Das prall gefüllte Fischernetz hob sich aus der See. Grölend hievten die Chinesen es hoch. Kim Il Loo öffnete es, und platschend ergoß sich eine Flut von zappelnden Fischleibern auf das Deck. Die Männer johlten und pfiffen und stießen sich mit den Ellenbogen an. Ein guter Fang – es hatte sich wirklich gelohnt.

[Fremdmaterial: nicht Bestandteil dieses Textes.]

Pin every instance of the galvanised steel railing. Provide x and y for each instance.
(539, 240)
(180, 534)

Umber und Oraden, Barsche und Seeaale, Garnelen und Tintenfische – es war alles vorhanden, was das Herz begehrte. Kim, der kleine, hagere Kapitän des Schiffes, atmete erleichtert auf. Endlich, nach einer ziemlich langen Wartezeit, hatten die Fischer von Zhelin wieder auslaufen können. Müßiggang und zähes Ausharren waren vergessen.

Dank dieser Ausbeute würden die Familien wieder genug zu essen haben. Von dem Fisch, den man verkaufte, würde man einige Wochen leben können. Kim wußte schon jetzt, daß er einen guten Erlös dafür erzielen würde …

Die Hauptpersonen des Romans:

Kim Il Loo – Der Fischer von Zhelin macht mit seinen Kameraden einen guten Fang, aber Soldaten des Kaisers beschlagnahmen die Hälfte der Beute.

Zen Bot – Genannt „die Schlange“, geht mit fünf anderen Kerlen auf Raubzüge und hält die „Santa Barbara“ für einen besonders fetten Happen.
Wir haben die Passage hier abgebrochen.